Cheaper rarely works
I usually ask executives or entrepreneurs I work with how fast they would buy from me a brand new series 7 BMW with a premium pack if I’d price it at €1,500. Not as a monthly installment, but as its full retail price. As you can imagine, I don’t have many takers. The perceived value doesn’t match the price. Even when the most rational participants (with engineering background more often than not) rationalize that there is a blatant discrepancy between the cost of production and the final price, in reality, the mismatch is always with the value (tangible or not).

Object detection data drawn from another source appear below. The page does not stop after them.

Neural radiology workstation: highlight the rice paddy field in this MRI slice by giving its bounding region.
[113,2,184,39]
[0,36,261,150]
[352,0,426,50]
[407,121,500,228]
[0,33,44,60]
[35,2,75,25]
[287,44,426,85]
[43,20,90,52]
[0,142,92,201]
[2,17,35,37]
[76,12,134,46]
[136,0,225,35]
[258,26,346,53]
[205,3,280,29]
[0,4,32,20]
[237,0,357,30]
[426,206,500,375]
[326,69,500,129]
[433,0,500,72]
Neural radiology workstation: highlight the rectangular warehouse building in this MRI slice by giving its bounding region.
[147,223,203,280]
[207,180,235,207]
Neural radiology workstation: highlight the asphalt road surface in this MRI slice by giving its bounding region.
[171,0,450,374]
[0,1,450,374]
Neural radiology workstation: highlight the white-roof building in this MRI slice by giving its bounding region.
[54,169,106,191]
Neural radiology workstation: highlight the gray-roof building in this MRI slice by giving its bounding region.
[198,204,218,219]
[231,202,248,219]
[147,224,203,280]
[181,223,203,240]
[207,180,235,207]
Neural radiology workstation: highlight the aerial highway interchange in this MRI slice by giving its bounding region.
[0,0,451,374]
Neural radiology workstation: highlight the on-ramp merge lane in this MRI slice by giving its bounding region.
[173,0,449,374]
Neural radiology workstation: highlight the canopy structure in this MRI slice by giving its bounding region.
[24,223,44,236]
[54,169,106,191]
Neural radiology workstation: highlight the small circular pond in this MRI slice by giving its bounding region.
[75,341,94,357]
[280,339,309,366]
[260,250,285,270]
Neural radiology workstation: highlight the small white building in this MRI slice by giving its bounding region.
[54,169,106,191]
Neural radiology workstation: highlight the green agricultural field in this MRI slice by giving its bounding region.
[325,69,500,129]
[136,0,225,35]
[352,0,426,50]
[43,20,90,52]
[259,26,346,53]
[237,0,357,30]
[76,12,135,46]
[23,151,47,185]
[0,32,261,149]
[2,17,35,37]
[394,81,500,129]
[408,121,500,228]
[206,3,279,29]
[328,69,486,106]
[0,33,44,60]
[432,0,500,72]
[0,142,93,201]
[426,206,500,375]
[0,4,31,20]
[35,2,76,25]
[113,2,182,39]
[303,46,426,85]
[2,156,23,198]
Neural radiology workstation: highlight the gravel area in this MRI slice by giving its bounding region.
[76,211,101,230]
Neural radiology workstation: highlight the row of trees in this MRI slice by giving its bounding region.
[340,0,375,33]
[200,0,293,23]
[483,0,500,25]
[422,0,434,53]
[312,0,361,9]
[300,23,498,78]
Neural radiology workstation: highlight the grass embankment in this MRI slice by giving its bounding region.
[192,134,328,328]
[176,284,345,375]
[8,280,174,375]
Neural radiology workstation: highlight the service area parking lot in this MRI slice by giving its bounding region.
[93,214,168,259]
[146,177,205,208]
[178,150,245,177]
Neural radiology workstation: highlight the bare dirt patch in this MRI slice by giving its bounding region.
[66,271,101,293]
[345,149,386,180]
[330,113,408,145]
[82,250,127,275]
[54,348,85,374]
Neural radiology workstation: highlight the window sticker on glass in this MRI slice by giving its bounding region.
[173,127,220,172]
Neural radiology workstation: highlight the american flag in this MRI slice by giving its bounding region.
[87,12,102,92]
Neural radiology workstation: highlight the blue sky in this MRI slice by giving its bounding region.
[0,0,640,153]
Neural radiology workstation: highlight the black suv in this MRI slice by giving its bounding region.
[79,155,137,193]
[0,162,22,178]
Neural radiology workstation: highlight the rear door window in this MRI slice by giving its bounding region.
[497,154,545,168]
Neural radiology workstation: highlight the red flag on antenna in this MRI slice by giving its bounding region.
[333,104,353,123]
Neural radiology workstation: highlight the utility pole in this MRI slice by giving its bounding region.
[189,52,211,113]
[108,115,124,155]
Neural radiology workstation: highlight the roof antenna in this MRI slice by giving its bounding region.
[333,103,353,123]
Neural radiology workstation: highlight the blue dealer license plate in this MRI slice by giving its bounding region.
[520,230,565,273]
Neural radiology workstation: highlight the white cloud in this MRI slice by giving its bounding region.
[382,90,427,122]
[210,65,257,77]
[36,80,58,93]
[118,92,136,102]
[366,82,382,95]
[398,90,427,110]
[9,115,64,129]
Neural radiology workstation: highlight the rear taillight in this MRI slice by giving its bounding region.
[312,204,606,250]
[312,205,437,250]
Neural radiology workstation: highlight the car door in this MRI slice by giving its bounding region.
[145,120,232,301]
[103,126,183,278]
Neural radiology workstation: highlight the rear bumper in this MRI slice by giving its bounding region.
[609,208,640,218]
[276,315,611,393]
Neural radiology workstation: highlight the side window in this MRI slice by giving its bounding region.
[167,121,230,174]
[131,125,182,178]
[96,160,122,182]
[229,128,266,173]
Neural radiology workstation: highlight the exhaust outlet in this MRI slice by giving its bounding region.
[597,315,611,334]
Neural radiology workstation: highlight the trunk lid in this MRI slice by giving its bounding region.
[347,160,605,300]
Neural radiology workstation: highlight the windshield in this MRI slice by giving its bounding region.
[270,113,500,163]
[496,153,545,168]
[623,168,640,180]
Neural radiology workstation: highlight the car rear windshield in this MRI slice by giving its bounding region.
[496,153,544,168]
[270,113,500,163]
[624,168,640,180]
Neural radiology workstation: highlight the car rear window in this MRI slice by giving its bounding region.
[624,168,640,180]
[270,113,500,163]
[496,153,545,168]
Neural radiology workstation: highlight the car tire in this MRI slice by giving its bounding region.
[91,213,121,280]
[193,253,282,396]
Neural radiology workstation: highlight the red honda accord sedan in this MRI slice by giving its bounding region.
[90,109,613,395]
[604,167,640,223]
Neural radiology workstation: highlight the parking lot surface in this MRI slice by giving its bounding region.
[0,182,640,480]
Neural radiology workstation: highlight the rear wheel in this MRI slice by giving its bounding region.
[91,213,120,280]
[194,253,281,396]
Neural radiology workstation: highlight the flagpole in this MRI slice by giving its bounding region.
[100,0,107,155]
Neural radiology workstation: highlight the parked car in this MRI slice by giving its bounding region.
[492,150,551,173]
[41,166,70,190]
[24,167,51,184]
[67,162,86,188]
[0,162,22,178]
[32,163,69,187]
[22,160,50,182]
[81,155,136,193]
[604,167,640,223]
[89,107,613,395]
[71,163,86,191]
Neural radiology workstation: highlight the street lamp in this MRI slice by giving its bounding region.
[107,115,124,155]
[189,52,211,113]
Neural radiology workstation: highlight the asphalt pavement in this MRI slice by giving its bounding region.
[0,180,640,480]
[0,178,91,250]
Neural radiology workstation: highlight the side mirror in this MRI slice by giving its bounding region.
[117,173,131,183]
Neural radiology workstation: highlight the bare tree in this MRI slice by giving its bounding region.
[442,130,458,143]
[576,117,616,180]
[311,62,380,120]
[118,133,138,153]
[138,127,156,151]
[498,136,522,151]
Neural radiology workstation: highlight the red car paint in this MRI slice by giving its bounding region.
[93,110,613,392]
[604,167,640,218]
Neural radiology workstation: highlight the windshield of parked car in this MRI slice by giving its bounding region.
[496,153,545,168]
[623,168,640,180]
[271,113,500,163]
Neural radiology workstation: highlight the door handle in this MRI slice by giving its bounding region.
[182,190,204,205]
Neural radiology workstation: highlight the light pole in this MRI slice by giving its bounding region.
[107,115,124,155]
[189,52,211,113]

However, you want to slice it, pricing low to get more traction is an atrocious reflex. You might just need to price way higher to be effective in a fiercely competitive market. Maybe you’re unlocking unprecedented added value, or you have acquired a premium brand halo, develop best-in-class customer experience or deep social connectivity with your market.
Apple has constantly raised the average selling price of its flagship phones since its introduction in 2007. If they only account for 10 to 20% of the units sold in any given market, they usually harvest the lion’s share of the net margin in each one of these markets. It’s worth remembering that those that fight purely on price are often entirely missing the point — or they are indeed selling strict commodities without any other option.
As for pricing innovation, it should be a no-brainer. When you bring a new value to a market (a simple and effective way to define innovation), you have to price higher than incumbents. If you go lower, you’re building a price dissonance that jeopardizes your launch. The simple mathematics of pricing innovation requires that when you bring a new added value to the market, your price should reflect the benefit created.
Then, of course, check your cost of goods sale, it should be below your price point–which will be always the case when you price to match your value.
The case of disruption
The only exception to this rule will be if your innovation is disruptive. Not disruptive as in most startup pitch decks, as Christensen coined the term: an innovation that starts with the low-end of the market with a cheap technology that step-by-step plunges in irrelevancy the whole value chain and then replaces it entirely. In that case (and that case only), the key innovation is achieving the same performance at a fraction of the initial cost.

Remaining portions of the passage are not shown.